The EPA has approved new rules that would require emissions from heavy-duty trucks and buses to be 95 percent cleaner than those manufactured today.

The rule, issued by the Clinton administration in December, would also require that sulfur in diesel fuel be reduced by 97 percent to help meet the emission target.

The rule would ultimately have the same effect as eliminating air pollution from 13 million of today’s trucks.

“Anyone who has ever driven behind a large truck or bus is familiar with the smell of diesel fuel and the clouds of thick exhaust emissions,” said former EPA Administrator Carol Browner. Because of the new rule, she said, new trucks and buses would run “as cleanly as those running on natural gas.”

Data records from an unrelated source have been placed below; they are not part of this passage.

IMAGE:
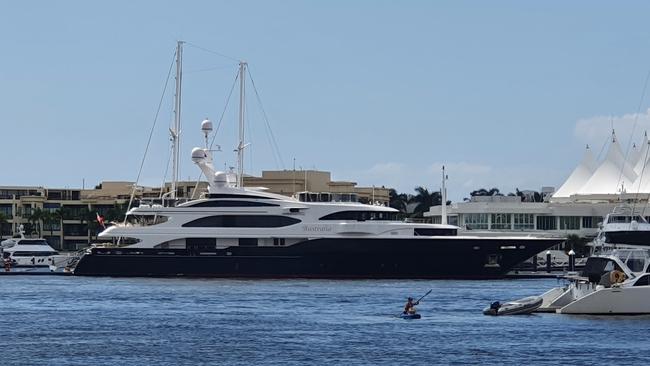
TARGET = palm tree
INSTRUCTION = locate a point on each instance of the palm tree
(424, 200)
(48, 220)
(3, 221)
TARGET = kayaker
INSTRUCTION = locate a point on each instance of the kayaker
(409, 308)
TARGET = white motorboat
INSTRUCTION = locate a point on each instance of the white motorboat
(31, 252)
(615, 282)
(523, 306)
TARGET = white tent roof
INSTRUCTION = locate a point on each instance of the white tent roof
(613, 174)
(634, 156)
(578, 177)
(643, 154)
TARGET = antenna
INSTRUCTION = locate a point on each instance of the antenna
(242, 108)
(443, 193)
(176, 130)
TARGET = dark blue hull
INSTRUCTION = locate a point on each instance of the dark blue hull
(324, 258)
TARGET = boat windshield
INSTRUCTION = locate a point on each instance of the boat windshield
(624, 219)
(635, 260)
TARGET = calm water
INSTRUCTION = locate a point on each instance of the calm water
(51, 320)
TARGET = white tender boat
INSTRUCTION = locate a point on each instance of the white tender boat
(31, 252)
(616, 282)
(523, 306)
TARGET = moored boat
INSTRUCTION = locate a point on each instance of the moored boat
(233, 231)
(527, 305)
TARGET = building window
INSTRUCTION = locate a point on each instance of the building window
(591, 222)
(501, 222)
(546, 223)
(523, 222)
(7, 210)
(476, 221)
(569, 222)
(452, 220)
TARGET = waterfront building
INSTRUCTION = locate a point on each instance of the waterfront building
(590, 192)
(66, 217)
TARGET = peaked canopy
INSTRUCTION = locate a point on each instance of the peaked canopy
(578, 177)
(643, 156)
(613, 176)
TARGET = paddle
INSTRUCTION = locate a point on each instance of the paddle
(423, 296)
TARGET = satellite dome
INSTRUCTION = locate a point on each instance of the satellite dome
(198, 154)
(206, 126)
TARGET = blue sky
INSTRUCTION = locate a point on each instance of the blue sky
(504, 93)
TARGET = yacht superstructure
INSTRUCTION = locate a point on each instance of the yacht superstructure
(232, 231)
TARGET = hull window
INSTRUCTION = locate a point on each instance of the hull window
(232, 204)
(201, 243)
(247, 242)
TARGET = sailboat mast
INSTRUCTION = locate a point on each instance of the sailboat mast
(176, 130)
(242, 108)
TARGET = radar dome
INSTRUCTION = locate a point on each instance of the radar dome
(198, 154)
(206, 126)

The action would also benefit the Bay because it would reduce 2.6 million tons of smog-causing nitrogen oxide emissions a year. Nitrogen oxides from fossil fuel combustion are a major source of nitrogen entering the Bay, and heavy trucks contribute about a third of all motor vehicle nitrogen oxide emissions.

Older, dirtier diesel vehicles can each emit almost 8 tons of air pollution a year, and pose a threat to human health, according to the EPA.

Refiners, though, have vowed to challenge the sulfur reduction requirement in court, and are lobbying the Bush administration to find a way to alter the rule. But the rule has been supported by the auto industry, which argues that the overall emission reductions cannot be met without reductions in the amount of sulfur in fuel, which degrades emission control devices.

Under the rule, refiners would have to meet the fuel requirements by mid-2006, while the new emission standards would take effect in the 2007 model year.